Il faut noter que la Loi sur les télécoms et TIC prévoit la création de l'ARPTIC dont les missions n'évoquent pas spécifiquement la lutte contre la cybercriminalité. Cependant, elle Veiller au respect des lois, règlements et conventions en matière des TIC en protégeant les intérêts des consommateurs, des opérateurs et des fournisseurs des services des TIC.86(*)

Paragraphe 2 : Les cours, tribunaux et les auxiliaires de justice

Le Code du numérique en son article 328 dispose : « Les règles de compétence et de procédure applicables en matière d'infractions à la législation du numérique sont celles prévues respectivement par la loi organique n°13/011-B du 11 avril 2013 portant organisation, fonctionnement et compétence des juridictions de l'ordre judiciaire et le Code de procédure pénale.

Toutefois, le tribunal de commerce est compétent pour toutes les infractions prévues par la présente ordonnance-loi qui portent atteinte à la législation économique et commerciale quel que soit le taux de la servitude pénale ou la hauteur de l'amende ».

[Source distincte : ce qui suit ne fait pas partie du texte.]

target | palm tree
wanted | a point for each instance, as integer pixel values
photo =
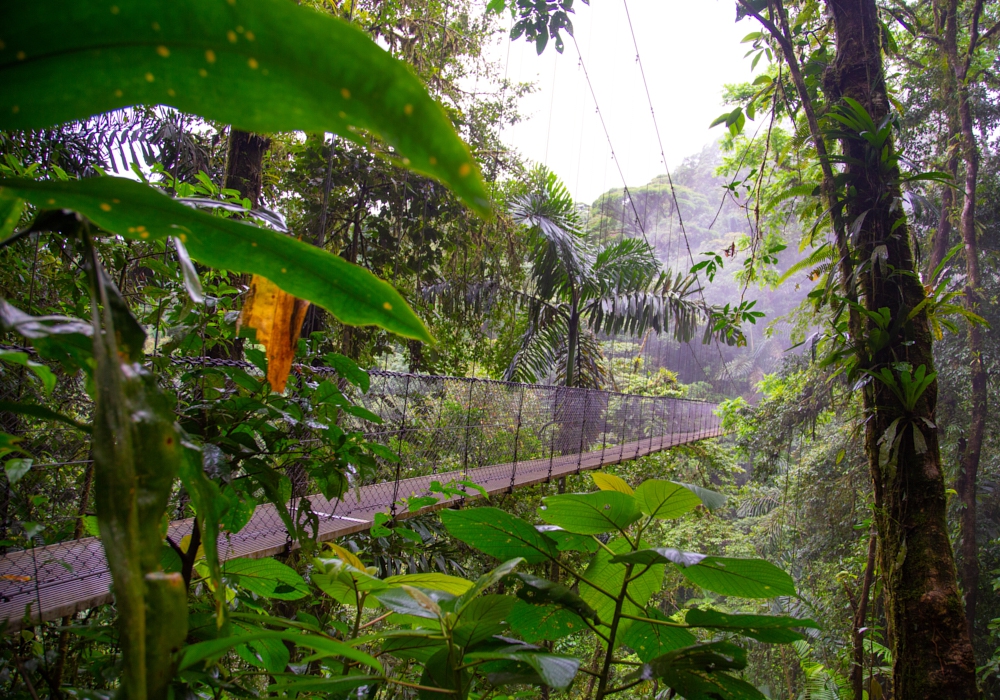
(576, 290)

Il en découle que seuls les cours et tribunaux civils ainsi que le tribunal de commerce sont les acteurs actifs de lutte contre la cybercriminalité. Le silence sur la justice militaire laisse à désirer dès lors que le cyberespace est aujourd'hui considéré comme une nouvelle aire de combat et que toute atteinte au dispositif numérique militaire devrait être sanctionnée conformément aux exigences de la procédure militaire. Comme pour le tribunal de commerce, le Code du numérique devrait étendre la compétence de lutte contre la cybercriminalité à toutes les juridictions de premier degré.

À côté de ces juridictions, il y a aussi des auxiliaires de la justice, notamment les Avocats spécialisés dans le numérique, la police, l'armée, les officiers de police judiciaire assermentés à compétence restreinte le plus souvent directement rattachés au service technique.

* 84 Contrairement aux dispositions de l'article 327, alinéa 1 du Code du numérique sur l'extinction de l'action publique qui dispose : « L'action publique en répression des infractions à la législation du numérique se prescrit conformément au Code de procédure Pénale congolais », le code de procédure pénal ne prévoit pas de régime de prescription des infractions. Ce régime est plutôt porté par le Décret du 30 janvier 1940 portant Code pénal congolais spécialement en ses articles 24 à 34. Il est donc impérieux de modifier le texte du Code du numérique pour se conformer à la législation en vigueur.

* 85 Article 278 du Code du numérique.

* 86 Article 5, literas 1 et 19 du Décret n° 23/13 du 3 mars 2023 portant création de l'Autorité de Régulation des Postes, des Télécommunications et des Technologies de l'Information et de la Communication (ARPTIC).